The cheaper stuff
You can find wine that won't break the bank, but an extra euro or two may be money well spent, writes JOHN WILSON
Nobody likes being ripped off; that horrible feeling somebody has fleeced you by adding an obscene margin on to whatever you want to buy. With wine, it can sometimes be difficult to know. Better-known areas, simply because of their fame, are able to command a higher price for their wines.
Sometimes it is justified, sometimes not. But frequently the extra qualities, when they exist, are not recognised by the wine drinker.
The answer? If you cannot taste a discernable improvement in a more expensive wine, stick to the cheaper stuff.
There are people who enjoy playing “How low can you go?” essentially trying to find the cheapest possible drinkable wine, the drinkable part being fairly flexible. Such games are easier these days as the overall quality of wine has got so much better.
I am old enough to remember being offered some of the most sulphuric, tart, ulcer-inducing, fruit-free wines known to man – and that was just the red wines.
These days, I taste dozens of inexpensive wines at trade tastings. The whites have slightly sweet, confected tropical fruit, the reds a sort of soft bland fruitiness. Both frequently have a few grams of residual sugar to take any rough edges away. The majority are drinkable but completely forgettable.
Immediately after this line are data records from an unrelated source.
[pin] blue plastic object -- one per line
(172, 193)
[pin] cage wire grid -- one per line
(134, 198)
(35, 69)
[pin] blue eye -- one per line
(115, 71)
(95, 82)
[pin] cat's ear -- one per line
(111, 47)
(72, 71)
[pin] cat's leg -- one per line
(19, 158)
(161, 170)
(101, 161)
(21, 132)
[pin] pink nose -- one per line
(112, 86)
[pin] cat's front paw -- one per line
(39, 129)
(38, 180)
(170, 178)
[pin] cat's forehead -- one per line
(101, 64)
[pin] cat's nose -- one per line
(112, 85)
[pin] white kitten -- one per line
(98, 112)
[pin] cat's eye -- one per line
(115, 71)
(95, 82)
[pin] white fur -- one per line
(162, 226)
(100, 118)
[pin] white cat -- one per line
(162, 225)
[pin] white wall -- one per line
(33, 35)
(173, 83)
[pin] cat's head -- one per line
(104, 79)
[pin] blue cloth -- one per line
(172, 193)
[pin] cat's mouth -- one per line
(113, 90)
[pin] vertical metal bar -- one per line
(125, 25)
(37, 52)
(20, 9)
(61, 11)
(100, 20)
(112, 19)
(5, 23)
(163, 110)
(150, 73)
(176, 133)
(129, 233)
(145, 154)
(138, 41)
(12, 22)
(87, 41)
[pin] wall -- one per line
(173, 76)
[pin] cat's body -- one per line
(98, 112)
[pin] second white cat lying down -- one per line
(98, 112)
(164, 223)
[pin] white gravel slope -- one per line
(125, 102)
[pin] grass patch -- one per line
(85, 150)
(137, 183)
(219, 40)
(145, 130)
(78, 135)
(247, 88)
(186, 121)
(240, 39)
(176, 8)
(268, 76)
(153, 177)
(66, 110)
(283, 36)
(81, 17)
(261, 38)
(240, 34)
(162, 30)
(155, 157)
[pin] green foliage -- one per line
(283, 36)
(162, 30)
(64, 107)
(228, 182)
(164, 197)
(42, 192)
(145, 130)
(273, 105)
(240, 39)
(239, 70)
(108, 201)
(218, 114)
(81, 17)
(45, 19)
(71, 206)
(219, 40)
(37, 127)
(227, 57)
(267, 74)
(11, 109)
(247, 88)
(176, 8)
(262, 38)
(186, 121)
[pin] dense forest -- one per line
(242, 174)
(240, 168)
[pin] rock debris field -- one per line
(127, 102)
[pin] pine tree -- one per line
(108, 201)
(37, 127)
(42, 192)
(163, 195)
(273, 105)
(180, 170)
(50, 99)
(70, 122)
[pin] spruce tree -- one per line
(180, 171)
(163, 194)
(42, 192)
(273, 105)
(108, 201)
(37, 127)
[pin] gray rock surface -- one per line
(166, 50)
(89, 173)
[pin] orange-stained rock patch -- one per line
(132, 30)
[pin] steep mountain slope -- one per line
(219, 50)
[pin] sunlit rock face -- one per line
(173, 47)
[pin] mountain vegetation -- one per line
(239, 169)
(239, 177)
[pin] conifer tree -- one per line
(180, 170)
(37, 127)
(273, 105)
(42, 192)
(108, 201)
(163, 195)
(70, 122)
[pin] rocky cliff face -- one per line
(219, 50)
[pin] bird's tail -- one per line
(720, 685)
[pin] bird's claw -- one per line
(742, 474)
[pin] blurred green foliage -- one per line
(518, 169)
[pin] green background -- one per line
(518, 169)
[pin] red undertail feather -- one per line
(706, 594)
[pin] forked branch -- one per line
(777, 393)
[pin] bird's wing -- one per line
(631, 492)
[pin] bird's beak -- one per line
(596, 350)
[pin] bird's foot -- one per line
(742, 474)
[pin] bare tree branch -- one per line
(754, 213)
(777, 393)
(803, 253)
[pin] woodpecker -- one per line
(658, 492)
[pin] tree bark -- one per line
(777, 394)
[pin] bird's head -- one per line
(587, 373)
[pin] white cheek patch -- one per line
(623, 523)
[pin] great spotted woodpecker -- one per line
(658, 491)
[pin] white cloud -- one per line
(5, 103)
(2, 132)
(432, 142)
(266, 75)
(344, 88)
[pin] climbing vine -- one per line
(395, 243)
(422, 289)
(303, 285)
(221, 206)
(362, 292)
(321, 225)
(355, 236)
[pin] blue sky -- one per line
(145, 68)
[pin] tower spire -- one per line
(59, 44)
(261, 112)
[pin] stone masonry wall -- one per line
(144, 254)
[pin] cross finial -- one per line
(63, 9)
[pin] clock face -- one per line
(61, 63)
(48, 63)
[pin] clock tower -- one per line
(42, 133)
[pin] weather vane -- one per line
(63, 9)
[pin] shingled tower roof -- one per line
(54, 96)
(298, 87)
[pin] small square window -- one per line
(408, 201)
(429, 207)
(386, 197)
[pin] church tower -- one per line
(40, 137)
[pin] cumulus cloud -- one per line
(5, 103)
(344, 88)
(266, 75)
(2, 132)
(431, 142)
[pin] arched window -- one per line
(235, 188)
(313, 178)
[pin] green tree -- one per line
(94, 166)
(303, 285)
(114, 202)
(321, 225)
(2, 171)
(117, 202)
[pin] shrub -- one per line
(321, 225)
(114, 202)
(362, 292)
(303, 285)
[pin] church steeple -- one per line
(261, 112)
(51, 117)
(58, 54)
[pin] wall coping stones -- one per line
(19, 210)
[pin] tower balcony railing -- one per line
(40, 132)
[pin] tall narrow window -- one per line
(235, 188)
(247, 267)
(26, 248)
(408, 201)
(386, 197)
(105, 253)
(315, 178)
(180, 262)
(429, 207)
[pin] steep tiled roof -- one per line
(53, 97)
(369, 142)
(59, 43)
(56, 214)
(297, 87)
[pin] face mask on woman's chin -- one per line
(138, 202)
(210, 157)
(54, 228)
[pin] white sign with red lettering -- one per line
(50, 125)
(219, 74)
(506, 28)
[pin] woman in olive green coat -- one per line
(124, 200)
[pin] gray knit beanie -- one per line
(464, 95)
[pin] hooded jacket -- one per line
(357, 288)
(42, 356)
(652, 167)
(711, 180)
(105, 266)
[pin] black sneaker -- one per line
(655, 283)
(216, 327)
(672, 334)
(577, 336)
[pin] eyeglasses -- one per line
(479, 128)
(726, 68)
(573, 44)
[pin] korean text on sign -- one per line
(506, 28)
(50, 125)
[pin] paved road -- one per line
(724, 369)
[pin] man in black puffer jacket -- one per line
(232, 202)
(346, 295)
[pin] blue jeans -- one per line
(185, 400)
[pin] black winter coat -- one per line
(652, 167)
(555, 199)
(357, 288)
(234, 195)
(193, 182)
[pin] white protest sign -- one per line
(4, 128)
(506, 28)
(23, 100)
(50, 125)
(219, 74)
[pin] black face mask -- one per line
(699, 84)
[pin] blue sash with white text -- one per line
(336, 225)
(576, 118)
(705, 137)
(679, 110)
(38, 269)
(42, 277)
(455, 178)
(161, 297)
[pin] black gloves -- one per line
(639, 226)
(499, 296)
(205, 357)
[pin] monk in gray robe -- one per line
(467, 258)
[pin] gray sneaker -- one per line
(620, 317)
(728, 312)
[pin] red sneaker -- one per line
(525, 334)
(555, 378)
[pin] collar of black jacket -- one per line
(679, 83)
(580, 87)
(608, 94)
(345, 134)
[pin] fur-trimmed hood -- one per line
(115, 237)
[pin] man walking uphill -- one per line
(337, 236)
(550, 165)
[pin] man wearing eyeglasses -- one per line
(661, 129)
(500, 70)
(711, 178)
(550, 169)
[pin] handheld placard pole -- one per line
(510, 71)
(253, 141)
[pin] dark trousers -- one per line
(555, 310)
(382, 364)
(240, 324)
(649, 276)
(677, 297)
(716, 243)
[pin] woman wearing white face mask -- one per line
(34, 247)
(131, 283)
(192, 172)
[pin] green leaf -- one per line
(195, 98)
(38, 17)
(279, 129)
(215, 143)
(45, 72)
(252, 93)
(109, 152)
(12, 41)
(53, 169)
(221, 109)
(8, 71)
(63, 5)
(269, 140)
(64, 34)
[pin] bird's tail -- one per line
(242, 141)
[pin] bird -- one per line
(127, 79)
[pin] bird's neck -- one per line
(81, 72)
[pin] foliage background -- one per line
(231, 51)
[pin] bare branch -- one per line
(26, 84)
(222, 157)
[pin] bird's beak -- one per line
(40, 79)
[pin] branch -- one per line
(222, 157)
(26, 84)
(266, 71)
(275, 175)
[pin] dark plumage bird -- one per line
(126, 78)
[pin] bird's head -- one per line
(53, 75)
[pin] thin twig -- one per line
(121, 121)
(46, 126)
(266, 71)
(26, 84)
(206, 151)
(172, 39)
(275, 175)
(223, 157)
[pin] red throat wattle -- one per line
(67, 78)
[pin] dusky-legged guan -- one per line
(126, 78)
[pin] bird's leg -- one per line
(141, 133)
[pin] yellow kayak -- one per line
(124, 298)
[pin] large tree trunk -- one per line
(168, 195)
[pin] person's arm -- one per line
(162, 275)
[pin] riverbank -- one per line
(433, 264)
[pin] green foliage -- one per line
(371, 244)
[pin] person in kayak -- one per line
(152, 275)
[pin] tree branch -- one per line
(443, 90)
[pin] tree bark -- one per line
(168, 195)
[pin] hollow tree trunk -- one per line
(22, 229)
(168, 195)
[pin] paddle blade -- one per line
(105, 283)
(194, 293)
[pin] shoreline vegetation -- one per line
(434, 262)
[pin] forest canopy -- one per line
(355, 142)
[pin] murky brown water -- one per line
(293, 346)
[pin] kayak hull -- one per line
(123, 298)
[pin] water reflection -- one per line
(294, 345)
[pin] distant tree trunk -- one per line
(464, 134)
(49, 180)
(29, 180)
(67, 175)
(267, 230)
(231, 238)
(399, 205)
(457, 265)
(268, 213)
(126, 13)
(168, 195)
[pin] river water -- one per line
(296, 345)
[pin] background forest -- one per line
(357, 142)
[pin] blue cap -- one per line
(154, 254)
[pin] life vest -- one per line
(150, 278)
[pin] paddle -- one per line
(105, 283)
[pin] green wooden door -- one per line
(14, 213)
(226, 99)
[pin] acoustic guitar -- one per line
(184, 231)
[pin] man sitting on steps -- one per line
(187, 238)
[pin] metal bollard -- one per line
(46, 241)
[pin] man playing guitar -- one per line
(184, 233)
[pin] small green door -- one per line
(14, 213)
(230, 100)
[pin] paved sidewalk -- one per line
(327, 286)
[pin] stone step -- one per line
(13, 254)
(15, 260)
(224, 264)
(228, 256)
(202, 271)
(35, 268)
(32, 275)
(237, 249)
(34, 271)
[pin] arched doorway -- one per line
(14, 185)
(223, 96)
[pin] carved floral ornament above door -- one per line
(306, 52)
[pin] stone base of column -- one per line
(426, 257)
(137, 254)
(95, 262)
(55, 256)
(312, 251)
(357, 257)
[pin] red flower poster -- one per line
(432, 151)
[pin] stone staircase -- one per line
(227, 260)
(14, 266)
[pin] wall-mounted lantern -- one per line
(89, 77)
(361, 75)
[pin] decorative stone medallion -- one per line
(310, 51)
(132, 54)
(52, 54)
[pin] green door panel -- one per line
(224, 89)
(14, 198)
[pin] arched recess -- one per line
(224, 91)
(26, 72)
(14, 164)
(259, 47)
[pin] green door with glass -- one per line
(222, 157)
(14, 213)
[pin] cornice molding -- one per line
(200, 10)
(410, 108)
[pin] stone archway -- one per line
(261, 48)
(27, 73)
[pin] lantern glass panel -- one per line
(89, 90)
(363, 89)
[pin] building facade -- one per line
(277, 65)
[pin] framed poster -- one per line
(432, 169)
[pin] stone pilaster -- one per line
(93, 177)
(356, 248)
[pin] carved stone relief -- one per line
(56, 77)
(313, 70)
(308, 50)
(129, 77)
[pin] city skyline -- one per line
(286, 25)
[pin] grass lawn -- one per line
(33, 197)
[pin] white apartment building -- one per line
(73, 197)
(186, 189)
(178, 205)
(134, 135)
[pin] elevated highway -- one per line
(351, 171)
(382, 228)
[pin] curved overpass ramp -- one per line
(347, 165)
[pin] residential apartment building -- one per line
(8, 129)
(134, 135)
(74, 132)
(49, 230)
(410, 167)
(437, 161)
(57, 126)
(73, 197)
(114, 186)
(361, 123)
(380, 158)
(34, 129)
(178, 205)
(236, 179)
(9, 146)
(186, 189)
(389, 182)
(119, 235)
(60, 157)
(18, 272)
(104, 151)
We each have a point at which price meets quality in an acceptable form. There is a law of diminishing returns that applies at both ends of the price spectrum. The duty and shipping on wine are roughly the same no matter what the quality. The price you have to pay for the bottle, label, closure and cardboard box vary, but with the exception of luxury wines, the difference is not huge. VAT is 23 per cent of the final price. So you will notice improvement once you trade up to the €10-€15 price range.
Some areas are better placed to offer cheap wine. Chile would be the first choice of many for value. My own favourite would be inexpensive Cabernet Sauvignon, a grape that excels here. But so do Merlot, Syrah, Sauvignon and Chardonnay.
In Spain, the vast vineyards of La Mancha and surrounding areas are filled with Tempranillo and Garnacha. Prices generally are as low as anything in the world, so you can access very drinkable ripe, fruity wines. This being a warm country, they are generally soft and easy to drink. At tastings, I frequently find myself preferring the less expensive wines from a producer.
Few can avoid the temptation to tart a wine up with new oak in an effort to get a better price; it never works. The oak problem is most obvious in Spain and Chile – usually it means oak chips or worse, oak essence, has been lobbed into some wine that wasn’t great in the first place.